Katanya, jumlah penduduk Indonesia saat ini sebanyak 275 juta, dari angka itu masyarakat terdidiknya (yang perna mengenyam pendidikan tinggi) jumlahnya tidak lebih dari 8,5 persen atau 27 juta orang. 27 juta itu sudah mencakup S1, S2, dan S3.

Dan dari 27 juta itu yang serius mengembangkan dan mengaplikasikan keilmuannya yang perna dia peroleh di bangku perguruan tinggi tidak lebih dari 30 persen. Artinya 30 persen dari 27 juta itu tidak lebih dari 8 juta orang. Dan dari 8 juta itu yang serius, punya konsep membangun dirinya dan bangsa ini, punya kemampuan menulis menyebarkan ide dan gagasannya, dan mampu menggerakkan masyarakat tidak lebih dari 10 ribu orang.

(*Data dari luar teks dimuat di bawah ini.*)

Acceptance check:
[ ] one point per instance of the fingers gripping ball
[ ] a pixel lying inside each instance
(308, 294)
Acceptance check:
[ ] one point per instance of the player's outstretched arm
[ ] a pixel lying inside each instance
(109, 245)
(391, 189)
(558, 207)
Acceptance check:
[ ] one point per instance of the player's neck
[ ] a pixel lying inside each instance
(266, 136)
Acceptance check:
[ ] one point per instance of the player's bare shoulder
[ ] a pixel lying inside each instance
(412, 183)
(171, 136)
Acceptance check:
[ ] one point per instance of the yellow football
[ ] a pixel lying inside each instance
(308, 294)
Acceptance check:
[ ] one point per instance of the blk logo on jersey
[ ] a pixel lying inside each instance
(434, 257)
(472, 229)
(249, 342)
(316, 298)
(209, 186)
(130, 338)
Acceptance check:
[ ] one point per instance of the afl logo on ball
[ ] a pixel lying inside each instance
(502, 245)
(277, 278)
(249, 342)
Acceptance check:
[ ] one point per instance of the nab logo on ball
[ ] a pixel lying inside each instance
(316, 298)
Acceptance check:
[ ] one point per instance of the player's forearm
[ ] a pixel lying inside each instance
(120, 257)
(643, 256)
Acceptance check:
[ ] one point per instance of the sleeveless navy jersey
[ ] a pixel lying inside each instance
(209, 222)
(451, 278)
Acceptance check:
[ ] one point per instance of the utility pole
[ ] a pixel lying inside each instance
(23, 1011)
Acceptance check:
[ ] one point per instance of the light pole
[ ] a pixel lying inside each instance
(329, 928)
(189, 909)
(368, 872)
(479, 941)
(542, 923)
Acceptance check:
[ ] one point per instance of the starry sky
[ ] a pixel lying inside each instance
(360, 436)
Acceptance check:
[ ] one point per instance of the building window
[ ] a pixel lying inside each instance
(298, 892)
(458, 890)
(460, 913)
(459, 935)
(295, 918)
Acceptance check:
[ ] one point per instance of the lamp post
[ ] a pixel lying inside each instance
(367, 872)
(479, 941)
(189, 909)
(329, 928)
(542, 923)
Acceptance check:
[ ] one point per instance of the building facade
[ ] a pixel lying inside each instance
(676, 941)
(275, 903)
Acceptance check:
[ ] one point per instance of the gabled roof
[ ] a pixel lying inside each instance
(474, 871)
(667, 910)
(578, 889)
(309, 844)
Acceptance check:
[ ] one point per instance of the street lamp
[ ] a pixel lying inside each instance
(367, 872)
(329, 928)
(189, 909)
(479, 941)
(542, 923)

Sementara yang lulusan SMA/SMK/ MA tidak lebih dari 20 persen atau setara dengan 67 juta. Dan sisahnya yang tamatan SD dan tidak tamat SMP sebanyak 170 juta. Dan sisanya adalah anak-anak yang belum sekolah.

“Itulah penyebab daya saing bangsa kita begitu lemah dibanding dengan negara lain, dan jika dilihat dari Indeks Pembangunan Manusianya (IPM) secara global Indonesia berada pada urutan 109 dari 174 negara,” jelas Dr. Desvian.

Katanya, Indonesia hanya unggul dari negara-negara kawasan Afrika, dikawasan Asia Indonesia hanya unggul dari Timor Leste, Kamboja, Myanmar, dan unggul sedikit dari Filipina.

Itu menunjukan jika kemampuan masyarakat Indonesia masih sangat lemah. Salah satu penyebabnya adalah pola pendidikan Indonesia itu masih mengandalkan hafalan, belum pada posisi memaknai. Hanya bisa mengungkapkan dan mengetahui. “Itulah masalah pola pendidikan Indonesia,”sebutnya.

Untuk itu katanya, Mahasiswa tidak perlu menghafal materi mata kuliah, melainkan harus memahami dan menganalisa. Karena dalam kehidupan itu yang dibutuhkan adalah pengetahuan yang bermakna sebagaimana empat pilar pendidikan yang di gagas oleh UNESCO, yakni Belajar untuk mencari tahu (learning to know), Belajar untuk mengerjakan (learning to do), Belajar untuk menjadi (learning to be), dan Belajar untuk berhidupan bersama dalam kedamaian (learning to live together in peace).

Di tempat terpisah, Rektor Unismuh Palu, Prof. Dr. H. Rajindra, SE., MM mengatakan yang namanya permasalahan tidak akan pernah lepas dari seluruh sektor yang ada di sebuah negara, termasuk pada sektor pendidikan di Indonesia. Sampai saat ini masalah pendidikan di Indonesia belum sepenuhnya teratasi. Tentu hal ini menjadi suatu hal yang teramat disayangkan karena kualitas pendidikan merupakan salah satu penentu dalam meningkatkan sumber daya manusia nasional.

Dengan rendahnya kualitas sumber daya manusia tentu akan membuat perkembangan suatu negara menjadi terhambat. Tanpa adanya kualitas sumber daya manusia yang mumpuni, sebanyak apapun kekayaan alam tidak akan bisa dimaksimalkan jika tidak ditangani orang-orang yang tepat. “Untuk itu, negara ini harus segera mencarikan solusi dari permasalahan dari pendidikan itu, termasuk juga orang-orang yang ada di perguruan tinggi harus ikut berpikir dan mencarikan solusinya, serta pemerintah harus mengambil sikap untuk segera memperbaikinya,”jelas Prof Rajindra.